Logical Replication vs. 2PC

From: Amit Kapila <amit(dot)kapila16(at)gmail(dot)com>
To: PostgreSQL Hackers <pgsql-hackers(at)lists(dot)postgresql(dot)org>, Ajin Cherian <itsajin(at)gmail(dot)com>, Peter Smith <smithpb2250(at)gmail(dot)com>, Markus Wanner <markus(dot)wanner(at)enterprisedb(dot)com>, osumi(dot)takamichi(at)fujitsu(dot)com
Subject: Logical Replication vs. 2PC
Date: 2021-03-18 09:45:52
Message-ID: CAA4eK1+opiV4aFTmWWUF9h_32=HfPOW9vZASHarT0UA5oBrtGw@mail.gmail.com
Views: Raw Message | Whole Thread | Download mbox | Resend email
Thread:
Lists: pgsql-hackers

While reviewing/testing subscriber-side work for $SUBJECT [1], I
noticed a problem that seems to need a broader discussion, so started
this thread. We can get prepare for the same GID more than once for
the cases where we have defined multiple subscriptions for
publications on the same server and prepared transaction has
operations on tables subscribed to those subscriptions. For such
cases, one of the prepare will be successful and others will fail in
which case the server will send them again. Once the commit prepared
is done for the first one, the next prepare will be successful. Now,
this is not ideal but will work.

However, if the user has setup synchronous_standby_names for all the
subscriptions then we won't be able to proceed because the prepare on
publisher will wait for all the subscriptions to ack and the
subscriptions are waiting for the first prepare to finish. See an
example below for such a situation. I think this can also happen if we
get any key violation while applying the changes on the subscriber,
but for that, we can ask the user to remove the violating key on the
subscriber as that is what we suggest now also for commits. Similarly,
say the user has already prepared the transaction with the same GID on
subscriber-node, then also we can get into a similar situation but for
that, we can ask the user to commit such a GID.
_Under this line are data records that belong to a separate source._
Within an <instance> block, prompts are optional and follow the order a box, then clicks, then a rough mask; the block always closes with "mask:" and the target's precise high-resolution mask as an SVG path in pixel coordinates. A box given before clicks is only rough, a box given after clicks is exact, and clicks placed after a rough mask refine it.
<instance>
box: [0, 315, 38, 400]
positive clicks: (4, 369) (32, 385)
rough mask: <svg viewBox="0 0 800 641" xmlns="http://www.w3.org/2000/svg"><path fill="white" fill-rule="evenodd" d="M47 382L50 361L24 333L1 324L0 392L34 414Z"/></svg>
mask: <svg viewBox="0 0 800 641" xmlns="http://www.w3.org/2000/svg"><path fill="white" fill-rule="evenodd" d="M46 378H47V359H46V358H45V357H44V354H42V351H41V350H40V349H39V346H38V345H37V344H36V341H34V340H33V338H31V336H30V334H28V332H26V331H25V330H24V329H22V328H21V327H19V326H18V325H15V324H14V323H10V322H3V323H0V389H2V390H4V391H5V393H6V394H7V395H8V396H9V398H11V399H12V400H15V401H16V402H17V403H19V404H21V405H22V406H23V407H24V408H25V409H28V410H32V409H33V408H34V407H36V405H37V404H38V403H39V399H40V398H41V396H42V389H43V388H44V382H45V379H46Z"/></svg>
We can think of appending some unique identifier (like subid) with GID
but that won't work for cascaded standby setup (where the prepares on
subscriber will be again sent to another subscriber) as the GID can
become too long. So that might not be a good solution, maybe we can
optimize it in some way that we append only when there is a GID clash.
The other thing we could do is to ask the user to temporarily disable
the subscription and change synchronous_standby_settings on the
publisher node. Any better ideas?

Example of the above scenario, you can see this problem after applying
the patches at [1].

Publisher
=================
CREATE TABLE mytbl(id SERIAL PRIMARY KEY, somedata int, text varchar(120));

BEGIN;
INSERT INTO mytbl(somedata, text) VALUES (1, 1);
INSERT INTO mytbl(somedata, text) VALUES (1, 2);
COMMIT;

CREATE PUBLICATION mypub FOR TABLE mytbl;

CREATE TABLE mytbl1(id SERIAL PRIMARY KEY, somedata int, text varchar(120));

BEGIN;
INSERT INTO mytbl1(somedata, text) VALUES (1, 1);
INSERT INTO mytbl1(somedata, text) VALUES (1, 2);
COMMIT;

CREATE PUBLICATION mypub1 FOR TABLE mytbl1;

Subscriber
=============
CREATE TABLE mytbl(id SERIAL PRIMARY KEY, somedata int, text varchar(120));

CREATE SUBSCRIPTION mysub
CONNECTION 'host=localhost port=5432 dbname=postgres'
PUBLICATION mypub WITH(two_phase = on);

CREATE TABLE mytbl1(id SERIAL PRIMARY KEY, somedata int, text
varchar(120)); CREATE SUBSCRIPTION mysub1
CONNECTION 'host=localhost port=5432 dbname=postgres'
PUBLICATION mypub1 WITH(two_phase = on);

Now, set synchronous_standby_names = 'FIRST 2 (mysub, mysub1)' on the
publisher in postgresql.conf and restart both publisher and
subscriber, actually restart is not required as
synchronous_standby_names is a SIGHUP parameter.

Publisher
=============
BEGIN;
Insert into mytbl values(17,1,18);
Insert into mytbl1 values(17,1,18);
Prepare Transaction 'foo';

Now, this Prepare transaction will wait forever because on subscriber
we are getting "ERROR: transaction identifier "foo" is already in
use" which means it is waiting for a publisher to send commit prepared
for first apply worker and publisher is waiting for both the
subscriptions to send ack. This is happening because the prepared
transaction on publisher operates on tables of both subscriptions.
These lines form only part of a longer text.